# Today's the day! **NEW PICS**



## RMADairyGoats (Jun 20, 2011)

Today's the day that MCH/CH Dill's XM Shimmer 2*M (ND doe) is going to kid :clap: I have a buckling reservation on her and I need you guys to please think :kidblue: :kidblue: as I REALLY need and new buck since our guy is up for sale. :wink:


----------



## goatiegurl*Oh (Nov 11, 2007)

*Re: Today's the day!*

Beautiful doe! :thumb: Hope you get your :kidblue:


----------



## KW Farms (Jun 21, 2008)

*Re: Today's the day!*

:dance: Thinkin' BLUE!!! :stars:


----------



## KW Farms (Jun 21, 2008)

*Re: Today's the day!*

Any particular color you're hoping for?


----------



## apachedowns (Mar 14, 2010)

*Re: Today's the day!*

WOW..nice doe and nice breeding !!!!! best of luck


----------



## mtmom75 (May 19, 2011)

*Re: Today's the day!*

She's beautiful! Thinking :kidblue: :kidblue: . Let us know when you hear!


----------



## J.O.Y. Farm (Jan 10, 2012)

*Re: Today's the day!*

thinking BULE!!!! :kidblue: :kidblue:


----------



## RMADairyGoats (Jun 20, 2011)

*Re: Today's the day!*



KW Farms said:


> Any particular color you're hoping for?

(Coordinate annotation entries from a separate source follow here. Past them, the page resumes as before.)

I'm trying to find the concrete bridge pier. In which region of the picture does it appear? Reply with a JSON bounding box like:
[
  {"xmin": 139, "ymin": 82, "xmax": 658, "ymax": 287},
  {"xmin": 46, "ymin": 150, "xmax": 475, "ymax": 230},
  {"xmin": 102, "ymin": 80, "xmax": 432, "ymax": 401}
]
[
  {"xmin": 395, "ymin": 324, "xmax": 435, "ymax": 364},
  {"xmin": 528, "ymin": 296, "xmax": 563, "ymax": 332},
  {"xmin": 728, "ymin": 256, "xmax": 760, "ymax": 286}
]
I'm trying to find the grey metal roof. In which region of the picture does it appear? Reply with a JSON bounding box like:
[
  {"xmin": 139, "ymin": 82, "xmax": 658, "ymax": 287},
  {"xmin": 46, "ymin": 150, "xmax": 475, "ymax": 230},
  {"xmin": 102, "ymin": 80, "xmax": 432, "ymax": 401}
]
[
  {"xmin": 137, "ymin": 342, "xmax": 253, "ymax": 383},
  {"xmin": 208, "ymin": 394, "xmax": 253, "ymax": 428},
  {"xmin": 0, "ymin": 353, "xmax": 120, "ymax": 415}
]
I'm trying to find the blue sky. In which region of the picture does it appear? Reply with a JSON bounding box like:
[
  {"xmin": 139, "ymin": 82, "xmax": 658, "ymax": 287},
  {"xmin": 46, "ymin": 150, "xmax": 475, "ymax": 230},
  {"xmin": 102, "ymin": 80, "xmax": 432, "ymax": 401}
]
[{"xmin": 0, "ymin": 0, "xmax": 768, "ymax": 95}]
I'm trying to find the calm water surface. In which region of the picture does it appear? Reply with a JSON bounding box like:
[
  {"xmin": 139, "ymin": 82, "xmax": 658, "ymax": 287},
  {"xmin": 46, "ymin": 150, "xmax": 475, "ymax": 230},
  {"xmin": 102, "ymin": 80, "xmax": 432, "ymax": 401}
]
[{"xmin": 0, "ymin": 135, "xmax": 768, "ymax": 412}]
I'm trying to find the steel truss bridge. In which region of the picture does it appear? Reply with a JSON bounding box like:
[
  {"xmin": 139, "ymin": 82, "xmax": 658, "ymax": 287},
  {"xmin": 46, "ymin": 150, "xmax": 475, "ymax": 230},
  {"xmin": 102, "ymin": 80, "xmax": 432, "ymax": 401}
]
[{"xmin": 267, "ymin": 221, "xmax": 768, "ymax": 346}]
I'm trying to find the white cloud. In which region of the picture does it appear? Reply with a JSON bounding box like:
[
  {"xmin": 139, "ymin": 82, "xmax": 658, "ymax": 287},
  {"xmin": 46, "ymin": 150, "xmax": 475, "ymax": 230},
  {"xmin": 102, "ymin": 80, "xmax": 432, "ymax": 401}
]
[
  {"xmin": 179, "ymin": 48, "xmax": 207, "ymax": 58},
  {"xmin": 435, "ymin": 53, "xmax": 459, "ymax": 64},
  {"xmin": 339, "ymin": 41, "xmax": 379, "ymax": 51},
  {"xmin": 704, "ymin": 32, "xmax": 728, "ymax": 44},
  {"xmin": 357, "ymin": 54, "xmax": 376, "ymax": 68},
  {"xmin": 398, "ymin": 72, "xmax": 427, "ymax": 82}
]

Well if I had to choose I would pick a dark buckskin (my most favorite color) with moonspots


----------



## J.O.Y. Farm (Jan 10, 2012)

*Re: Today's the day!*

Hope you get a dark buckskin buckling!!!! Oh with moonspots!!!!


----------



## toth boer goats (Jul 20, 2008)

*Re: Today's the day!*

:kidblue: :kidblue:


----------



## MAW (Oct 13, 2011)

*Re: Today's the day!*

Hope you get a beautiful little buck, lookin at mom I think your odds are good :thumbup:


----------



## freedomstarfarm (Mar 25, 2011)

*Re: Today's the day!*

Thinking buck for you! :kidblue: :kidblue: :kidblue: 
Who is she bred to?


----------



## RMADairyGoats (Jun 20, 2011)

*Re: Today's the day!*

She's bred to the buck that's pictured. :wink:


----------



## KW Farms (Jun 21, 2008)

*Re: Today's the day!*



Lost Prairie said:


> [quote="KW Farms":3io8afi8]Any particular color you're hoping for?

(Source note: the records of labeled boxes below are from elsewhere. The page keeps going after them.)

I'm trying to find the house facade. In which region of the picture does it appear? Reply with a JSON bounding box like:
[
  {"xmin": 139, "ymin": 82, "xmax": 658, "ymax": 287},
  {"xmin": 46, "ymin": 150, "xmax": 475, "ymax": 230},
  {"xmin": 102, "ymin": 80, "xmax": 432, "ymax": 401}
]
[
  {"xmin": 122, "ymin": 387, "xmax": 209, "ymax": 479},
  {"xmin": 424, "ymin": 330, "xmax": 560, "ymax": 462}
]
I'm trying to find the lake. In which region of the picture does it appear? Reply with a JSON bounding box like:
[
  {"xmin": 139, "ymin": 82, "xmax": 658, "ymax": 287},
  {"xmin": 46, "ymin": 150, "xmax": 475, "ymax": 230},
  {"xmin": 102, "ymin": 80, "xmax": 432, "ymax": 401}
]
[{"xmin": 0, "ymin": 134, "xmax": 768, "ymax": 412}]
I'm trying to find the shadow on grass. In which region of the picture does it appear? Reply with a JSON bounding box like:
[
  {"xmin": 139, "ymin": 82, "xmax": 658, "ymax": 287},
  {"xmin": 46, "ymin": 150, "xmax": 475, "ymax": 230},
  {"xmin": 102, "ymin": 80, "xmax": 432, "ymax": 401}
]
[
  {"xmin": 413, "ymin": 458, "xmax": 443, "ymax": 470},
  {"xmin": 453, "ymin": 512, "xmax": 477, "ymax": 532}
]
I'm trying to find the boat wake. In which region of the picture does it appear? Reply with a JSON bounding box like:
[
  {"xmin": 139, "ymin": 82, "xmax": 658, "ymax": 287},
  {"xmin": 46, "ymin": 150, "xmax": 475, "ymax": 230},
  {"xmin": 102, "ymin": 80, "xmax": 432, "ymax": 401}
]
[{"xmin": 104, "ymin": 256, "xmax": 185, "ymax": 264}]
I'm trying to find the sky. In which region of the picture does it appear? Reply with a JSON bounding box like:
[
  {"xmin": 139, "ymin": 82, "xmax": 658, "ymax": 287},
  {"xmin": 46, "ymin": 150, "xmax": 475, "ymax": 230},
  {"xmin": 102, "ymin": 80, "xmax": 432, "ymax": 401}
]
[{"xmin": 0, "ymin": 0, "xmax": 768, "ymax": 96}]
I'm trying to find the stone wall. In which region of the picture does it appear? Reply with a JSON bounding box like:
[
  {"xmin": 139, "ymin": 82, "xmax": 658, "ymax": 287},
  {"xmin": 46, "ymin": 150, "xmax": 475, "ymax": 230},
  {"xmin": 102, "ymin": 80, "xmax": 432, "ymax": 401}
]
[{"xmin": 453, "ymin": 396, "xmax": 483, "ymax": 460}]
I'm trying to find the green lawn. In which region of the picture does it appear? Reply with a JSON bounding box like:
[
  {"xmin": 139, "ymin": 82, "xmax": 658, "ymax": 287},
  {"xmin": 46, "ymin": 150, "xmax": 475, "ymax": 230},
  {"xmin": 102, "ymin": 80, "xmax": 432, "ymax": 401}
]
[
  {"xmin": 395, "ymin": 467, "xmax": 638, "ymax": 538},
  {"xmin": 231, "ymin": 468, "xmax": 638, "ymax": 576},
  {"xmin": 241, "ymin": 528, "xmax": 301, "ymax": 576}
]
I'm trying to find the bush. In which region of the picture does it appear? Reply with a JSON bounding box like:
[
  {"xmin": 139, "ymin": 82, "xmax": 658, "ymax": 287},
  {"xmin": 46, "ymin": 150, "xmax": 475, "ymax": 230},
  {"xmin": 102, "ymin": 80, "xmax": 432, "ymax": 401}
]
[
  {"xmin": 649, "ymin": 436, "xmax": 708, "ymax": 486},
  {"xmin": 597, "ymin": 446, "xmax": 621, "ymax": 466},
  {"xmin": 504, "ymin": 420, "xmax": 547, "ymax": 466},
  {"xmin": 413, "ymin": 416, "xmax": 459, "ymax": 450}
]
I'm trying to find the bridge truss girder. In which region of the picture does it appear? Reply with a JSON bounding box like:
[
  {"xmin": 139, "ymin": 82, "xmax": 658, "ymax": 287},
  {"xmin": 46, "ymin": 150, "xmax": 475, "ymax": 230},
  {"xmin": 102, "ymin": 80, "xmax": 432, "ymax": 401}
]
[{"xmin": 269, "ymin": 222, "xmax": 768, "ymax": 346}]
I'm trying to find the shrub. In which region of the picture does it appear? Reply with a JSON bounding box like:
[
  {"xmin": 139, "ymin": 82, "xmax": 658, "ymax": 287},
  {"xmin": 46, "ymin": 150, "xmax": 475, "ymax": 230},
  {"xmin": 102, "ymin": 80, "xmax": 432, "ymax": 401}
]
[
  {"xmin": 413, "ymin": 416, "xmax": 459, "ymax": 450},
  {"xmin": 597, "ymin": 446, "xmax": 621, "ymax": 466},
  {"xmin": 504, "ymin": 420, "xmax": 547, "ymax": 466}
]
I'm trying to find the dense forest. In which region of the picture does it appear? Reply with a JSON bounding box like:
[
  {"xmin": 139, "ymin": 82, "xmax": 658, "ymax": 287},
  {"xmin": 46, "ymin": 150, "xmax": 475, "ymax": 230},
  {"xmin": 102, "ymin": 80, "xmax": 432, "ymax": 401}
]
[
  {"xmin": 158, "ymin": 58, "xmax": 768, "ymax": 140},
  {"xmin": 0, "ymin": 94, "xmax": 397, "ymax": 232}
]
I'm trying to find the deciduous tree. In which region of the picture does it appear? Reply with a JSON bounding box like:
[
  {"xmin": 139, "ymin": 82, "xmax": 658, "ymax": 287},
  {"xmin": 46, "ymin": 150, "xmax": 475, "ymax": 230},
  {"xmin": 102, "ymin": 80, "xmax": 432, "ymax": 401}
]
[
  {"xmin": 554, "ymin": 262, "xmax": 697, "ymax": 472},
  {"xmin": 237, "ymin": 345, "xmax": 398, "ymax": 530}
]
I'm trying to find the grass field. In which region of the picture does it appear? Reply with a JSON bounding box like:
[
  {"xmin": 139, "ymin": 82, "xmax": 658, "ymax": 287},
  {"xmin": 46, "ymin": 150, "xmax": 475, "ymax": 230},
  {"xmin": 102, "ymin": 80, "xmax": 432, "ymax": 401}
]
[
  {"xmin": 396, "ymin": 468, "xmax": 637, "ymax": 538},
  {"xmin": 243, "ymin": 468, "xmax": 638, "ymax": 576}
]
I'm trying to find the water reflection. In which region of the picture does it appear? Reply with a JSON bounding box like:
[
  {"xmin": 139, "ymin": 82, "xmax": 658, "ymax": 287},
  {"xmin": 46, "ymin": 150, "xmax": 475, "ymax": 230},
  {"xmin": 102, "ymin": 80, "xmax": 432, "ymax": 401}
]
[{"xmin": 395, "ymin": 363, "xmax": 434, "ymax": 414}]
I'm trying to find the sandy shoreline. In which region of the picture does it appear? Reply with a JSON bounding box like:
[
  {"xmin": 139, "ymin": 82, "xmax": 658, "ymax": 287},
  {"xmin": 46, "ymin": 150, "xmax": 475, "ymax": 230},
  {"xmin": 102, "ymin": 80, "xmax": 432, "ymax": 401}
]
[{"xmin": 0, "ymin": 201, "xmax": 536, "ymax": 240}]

Well if I had to choose I would pick a dark buckskin (my most favorite color) with moonspots [/quote:3io8afi8]

Nice!  Crossing my fingers for ya!!


----------



## thegoatgirl (Nov 27, 2011)

*Re: Today's the day!*

:laugh: That's TOO funny!!!! Most of the time, it's "Please think PINK!!!"

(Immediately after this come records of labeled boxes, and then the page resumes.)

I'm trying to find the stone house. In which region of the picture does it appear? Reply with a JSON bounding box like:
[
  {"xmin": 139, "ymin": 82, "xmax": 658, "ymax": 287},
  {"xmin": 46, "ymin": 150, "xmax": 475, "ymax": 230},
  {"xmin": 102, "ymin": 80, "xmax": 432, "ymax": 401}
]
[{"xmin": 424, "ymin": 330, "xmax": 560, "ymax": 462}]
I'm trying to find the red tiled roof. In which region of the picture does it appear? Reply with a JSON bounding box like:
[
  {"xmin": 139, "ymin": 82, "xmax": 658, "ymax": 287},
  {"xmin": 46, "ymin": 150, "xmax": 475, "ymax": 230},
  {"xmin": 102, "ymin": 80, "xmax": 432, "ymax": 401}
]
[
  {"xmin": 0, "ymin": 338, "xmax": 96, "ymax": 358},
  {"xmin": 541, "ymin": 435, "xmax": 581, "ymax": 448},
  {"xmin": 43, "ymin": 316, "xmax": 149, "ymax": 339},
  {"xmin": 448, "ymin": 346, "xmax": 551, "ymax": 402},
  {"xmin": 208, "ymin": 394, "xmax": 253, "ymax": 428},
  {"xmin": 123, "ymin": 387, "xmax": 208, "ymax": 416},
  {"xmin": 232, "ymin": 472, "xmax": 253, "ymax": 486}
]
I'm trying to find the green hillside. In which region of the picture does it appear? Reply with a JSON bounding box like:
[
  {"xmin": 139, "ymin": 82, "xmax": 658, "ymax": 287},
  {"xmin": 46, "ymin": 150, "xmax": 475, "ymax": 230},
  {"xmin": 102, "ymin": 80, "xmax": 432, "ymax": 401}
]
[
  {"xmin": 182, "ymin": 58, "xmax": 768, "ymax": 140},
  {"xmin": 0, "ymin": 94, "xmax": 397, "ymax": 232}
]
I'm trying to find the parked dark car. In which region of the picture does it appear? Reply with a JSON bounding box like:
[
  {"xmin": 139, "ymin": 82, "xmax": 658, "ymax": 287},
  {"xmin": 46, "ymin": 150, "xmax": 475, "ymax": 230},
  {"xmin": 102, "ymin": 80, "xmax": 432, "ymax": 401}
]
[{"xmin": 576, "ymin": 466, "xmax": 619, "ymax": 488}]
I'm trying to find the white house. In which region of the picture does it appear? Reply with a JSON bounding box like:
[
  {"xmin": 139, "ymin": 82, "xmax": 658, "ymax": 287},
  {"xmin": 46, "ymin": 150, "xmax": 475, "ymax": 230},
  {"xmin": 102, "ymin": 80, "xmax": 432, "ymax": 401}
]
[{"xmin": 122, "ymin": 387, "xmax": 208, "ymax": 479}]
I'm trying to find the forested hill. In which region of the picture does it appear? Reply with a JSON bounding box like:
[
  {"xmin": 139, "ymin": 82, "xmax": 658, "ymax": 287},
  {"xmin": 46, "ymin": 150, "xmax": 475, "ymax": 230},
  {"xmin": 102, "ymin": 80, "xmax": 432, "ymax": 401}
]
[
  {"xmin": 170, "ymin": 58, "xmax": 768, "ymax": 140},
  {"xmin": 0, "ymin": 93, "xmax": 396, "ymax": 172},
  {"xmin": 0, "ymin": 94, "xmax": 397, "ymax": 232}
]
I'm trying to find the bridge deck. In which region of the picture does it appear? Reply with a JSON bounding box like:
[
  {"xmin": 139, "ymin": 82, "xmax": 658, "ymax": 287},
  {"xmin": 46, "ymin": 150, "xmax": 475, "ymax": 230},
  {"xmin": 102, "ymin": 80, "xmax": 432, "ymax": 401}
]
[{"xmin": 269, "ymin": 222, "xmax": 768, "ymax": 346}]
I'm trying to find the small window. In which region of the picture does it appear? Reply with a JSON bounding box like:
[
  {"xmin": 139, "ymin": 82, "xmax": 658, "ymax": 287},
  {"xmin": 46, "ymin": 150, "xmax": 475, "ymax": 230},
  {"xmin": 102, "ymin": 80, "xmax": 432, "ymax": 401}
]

But....This time, I'll think BLUE!!!! :kidblue: :kidblue: :kidblue: :kidblue:


----------



## milkmaid (Sep 15, 2010)

*Re: Today's the day!*

Very nice! Thinking blue for you! :kidblue: Is she due today or actually in labor?


----------



## RMADairyGoats (Jun 20, 2011)

*Re: Today's the day!*

Ellen thinks she will go today or tonight. She'll definitely be kidding soon though


----------



## KW Farms (Jun 21, 2008)

*Re: Today's the day!*

:dance:


----------



## KW Farms (Jun 21, 2008)

*Re: Today's the day!*

I wonder what Ellen thinks about all of us over here on TGS thinking BLUE!? :laugh:


----------



## RMADairyGoats (Jun 20, 2011)

*Re: Today's the day!*

I told Ellen to tell Shimmer to have lots of boys (as some other people have buckling reservations ahead of me) and she said not to curse her like that :laugh: She said she was going to put me on the bad list :laugh:So my guess is she would not be super happy that all of us are thinking :kidblue: :kidblue: :kidblue: :laugh:


----------



## KW Farms (Jun 21, 2008)

*Re: Today's the day!*

:ROFL: Poor Ellen. :laugh:


----------



## Willow (Jun 12, 2011)

*Re: Today's the day!*

How about this... :kidred: :kidred: :kidblue: :kidblue: 
Best of luck !


----------



## J.O.Y. Farm (Jan 10, 2012)

*Re: Today's the day!*



Lost Prairie said:


> I told Ellen to tell Shimmer to have lots of boys (as some other people have buckling reservations ahead of me) and she said not to curse her like that :laugh: She said she was going to put me on the bad list :laugh:So my guess is she would not be super happy that all of us are thinking :kidblue: :kidblue: :kidblue: :laugh:


 :ROFL: :slapfloor:


----------



## DDFN (Jul 31, 2011)

*Re: Today's the day!*

Ok I have got my fingers and toes crossed thinking :kidblue: :kidblue: :kidblue: in a dark buckskin with moonspots. Back many years ago when my favorite mare was bred to my stud we were ultrasounding to confirm prego and started joking with my vet about what she saw. . . Needless to say she asked what I wanted. . . I wanted a Bay and White Tri-color paint colt that looked close to my mare's look and she joking confirmed that too. . . Well we actually got what we wanted!!!!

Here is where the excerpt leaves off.